7.13 Embedded Audio in SDI

7.13 Embedded Audio in SDI

In component SDI, there is provision for ancillary data packets to be sent during blanking 10 , 12 . The high clock rate of component means that there is capacity for up to 16 audio channels sent in four groups. Composite SDI has to convey the digitized analog sync edges and bursts and only sync tip is available for ancillary data. As a result of this and the lower clock rate, composite has much less capacity for ancillary data than component although it is still possible to transmit one audio data packet carrying four audio channels in one group . Figure 7.38(a) shows where the ancillary data may be located for PAL and (b) shows the locations for NTSC.

image from book
Figure 7.38a: Ancillary data locations for PAL.

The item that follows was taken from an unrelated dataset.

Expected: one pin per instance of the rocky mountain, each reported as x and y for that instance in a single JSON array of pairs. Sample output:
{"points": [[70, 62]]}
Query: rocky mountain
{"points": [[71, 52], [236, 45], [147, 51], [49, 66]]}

As was shown in Chapter 4, the data content of the AES/EBU digital audio subframe consists of validity ( V ), user ( U ) and channel ( C ) status bits, a 20-bit sample and four auxiliary bits which optionally may be appended to the main sample to produce a 24-bit sample. The AES recommends sampling rates of 48, 44.1 and 32 kHz, but the interface permits variable sampling rates. SDI has various levels of support for the wide range of audio possibilities and these levels are defined in Figure 7.39. The default or minimum level is Level A which operates only with a video-synchronous 48 kHz sampling rate and transmits V, U, C and the main 20-bit sample only. As Level A is a default it need not be signalled to a receiver as the presence of IDs in the ancillary data is enough to ensure correct decoding. However, all other levels require an audio control packet to be transmitted to teach the receiver how to handle the embedded audio data. The audio control packet is transmitted once per field in the second horizontal ancillary space after the video switching point before any associated audio sample data. One audio control packet is required per group of audio channels.

image from book
Figure 7.38b: Ancillary data locations for NTSC.
image from book
Figure 7.39: The different levels of implementation of embedded audio. Level A is default.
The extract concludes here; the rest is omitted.